Jasmin Guide

Jonathan Meyer, July '96

1.1 Introduction

Welcome to Jasmin version 1.0.

Jasmin is a Java Assembler Interface. It takes ASCII descriptions for Java classes written in a simple assembler-like syntax using the Java Virtual Machine instruction set. It converts them into binary Java class files, suitable for loading into a Java interpreter.

Jasmin was written as a companion to the book "Java Virtual Machine", soon to be published by O'Reilly, written by myself and Troy Downing.

This document covers the rules and syntax used in Jasmin. It doesn't really explain much about the Java Virtual Machine. For more on the VM itself, see:

Sun's Java Virtual Machine Specification
For more on Jasmin, see:

Jasmin Instruction Syntax
for a description of the syntax of Java VM instructions in Jasmin.

About Jasmin
for answers to questions like "what is Jasmin?", "why should I use Jasmin?", "why did you write Jasmin?".

Jasmin is designed as a simple assembler, and has a clean easy-to-learn syntax with very few bells and whistles.

Where possible, I have adopted a 1:1 mapping between Jasmin constructs and the conventions followed by Java class files.

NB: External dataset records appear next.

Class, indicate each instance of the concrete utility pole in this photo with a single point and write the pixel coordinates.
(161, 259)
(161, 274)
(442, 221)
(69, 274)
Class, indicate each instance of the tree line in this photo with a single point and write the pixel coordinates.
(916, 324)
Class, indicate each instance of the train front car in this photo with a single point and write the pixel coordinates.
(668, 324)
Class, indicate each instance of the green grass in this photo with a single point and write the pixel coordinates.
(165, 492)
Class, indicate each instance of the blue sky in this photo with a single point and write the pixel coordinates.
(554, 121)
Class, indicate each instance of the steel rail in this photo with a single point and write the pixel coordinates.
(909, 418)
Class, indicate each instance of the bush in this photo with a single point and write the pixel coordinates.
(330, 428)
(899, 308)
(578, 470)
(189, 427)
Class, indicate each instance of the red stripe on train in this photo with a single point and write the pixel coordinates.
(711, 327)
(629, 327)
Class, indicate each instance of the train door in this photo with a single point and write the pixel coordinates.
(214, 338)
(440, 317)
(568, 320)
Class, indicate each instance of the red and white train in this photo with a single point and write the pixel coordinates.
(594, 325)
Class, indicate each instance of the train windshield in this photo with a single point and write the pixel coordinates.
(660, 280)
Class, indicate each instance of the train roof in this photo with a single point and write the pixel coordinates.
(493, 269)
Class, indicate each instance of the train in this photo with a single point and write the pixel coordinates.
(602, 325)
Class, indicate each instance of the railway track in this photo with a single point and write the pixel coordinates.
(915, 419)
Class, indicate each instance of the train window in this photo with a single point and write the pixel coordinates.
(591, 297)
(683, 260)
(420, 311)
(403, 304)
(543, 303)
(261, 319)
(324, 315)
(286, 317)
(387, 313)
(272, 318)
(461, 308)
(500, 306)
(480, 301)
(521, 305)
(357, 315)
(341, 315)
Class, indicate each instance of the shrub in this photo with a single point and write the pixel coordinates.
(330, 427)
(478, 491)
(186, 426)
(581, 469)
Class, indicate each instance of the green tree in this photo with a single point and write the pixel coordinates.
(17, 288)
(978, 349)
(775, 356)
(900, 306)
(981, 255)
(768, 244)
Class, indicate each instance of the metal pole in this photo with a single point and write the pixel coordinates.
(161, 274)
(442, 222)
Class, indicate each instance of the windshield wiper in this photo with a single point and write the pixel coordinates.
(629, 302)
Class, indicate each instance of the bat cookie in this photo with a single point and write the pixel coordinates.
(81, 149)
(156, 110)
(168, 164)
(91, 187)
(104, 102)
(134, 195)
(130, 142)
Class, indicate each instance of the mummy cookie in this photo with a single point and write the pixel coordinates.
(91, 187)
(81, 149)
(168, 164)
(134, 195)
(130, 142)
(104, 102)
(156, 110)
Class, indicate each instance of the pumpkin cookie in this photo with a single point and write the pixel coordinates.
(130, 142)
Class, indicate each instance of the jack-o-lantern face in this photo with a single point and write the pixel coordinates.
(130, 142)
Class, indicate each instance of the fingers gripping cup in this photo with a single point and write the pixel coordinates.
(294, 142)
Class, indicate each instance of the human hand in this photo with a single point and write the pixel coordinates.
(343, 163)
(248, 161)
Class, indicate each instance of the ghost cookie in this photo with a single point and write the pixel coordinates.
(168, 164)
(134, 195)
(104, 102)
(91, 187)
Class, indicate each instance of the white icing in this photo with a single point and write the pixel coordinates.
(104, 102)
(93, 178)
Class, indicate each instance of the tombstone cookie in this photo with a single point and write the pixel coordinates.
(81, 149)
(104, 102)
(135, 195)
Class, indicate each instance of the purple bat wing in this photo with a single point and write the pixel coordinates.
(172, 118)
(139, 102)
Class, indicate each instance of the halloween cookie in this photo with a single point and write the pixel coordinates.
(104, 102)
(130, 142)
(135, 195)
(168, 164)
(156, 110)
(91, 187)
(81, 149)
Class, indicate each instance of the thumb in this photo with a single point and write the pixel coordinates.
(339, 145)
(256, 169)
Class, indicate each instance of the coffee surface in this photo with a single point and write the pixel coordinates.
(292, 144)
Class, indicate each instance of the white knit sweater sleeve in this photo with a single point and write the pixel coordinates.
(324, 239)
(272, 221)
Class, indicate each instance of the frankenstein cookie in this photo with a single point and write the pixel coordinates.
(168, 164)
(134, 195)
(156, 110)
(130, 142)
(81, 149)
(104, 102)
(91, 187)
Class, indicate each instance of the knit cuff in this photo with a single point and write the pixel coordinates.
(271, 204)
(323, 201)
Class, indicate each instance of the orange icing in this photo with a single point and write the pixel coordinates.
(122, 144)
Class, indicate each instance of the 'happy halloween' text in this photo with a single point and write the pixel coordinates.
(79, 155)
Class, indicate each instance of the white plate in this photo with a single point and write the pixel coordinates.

For example, package names in Jasmin are delimited with the '/' character (e.g. "java/lang/String") used by the class file format, instead of the '.' character (java.lang.String) used in the Java language.

The Jasmin assembler does little compile-time processing and checking of the input code. For example, it doesn't check that classes you reference actually exist, or that your type signatures are well formed. Jasmin also lacks many of the feautures found in full macro assemblers. For example, it doesn't inline mathematical expressions, perform variable substitutions, or support macros.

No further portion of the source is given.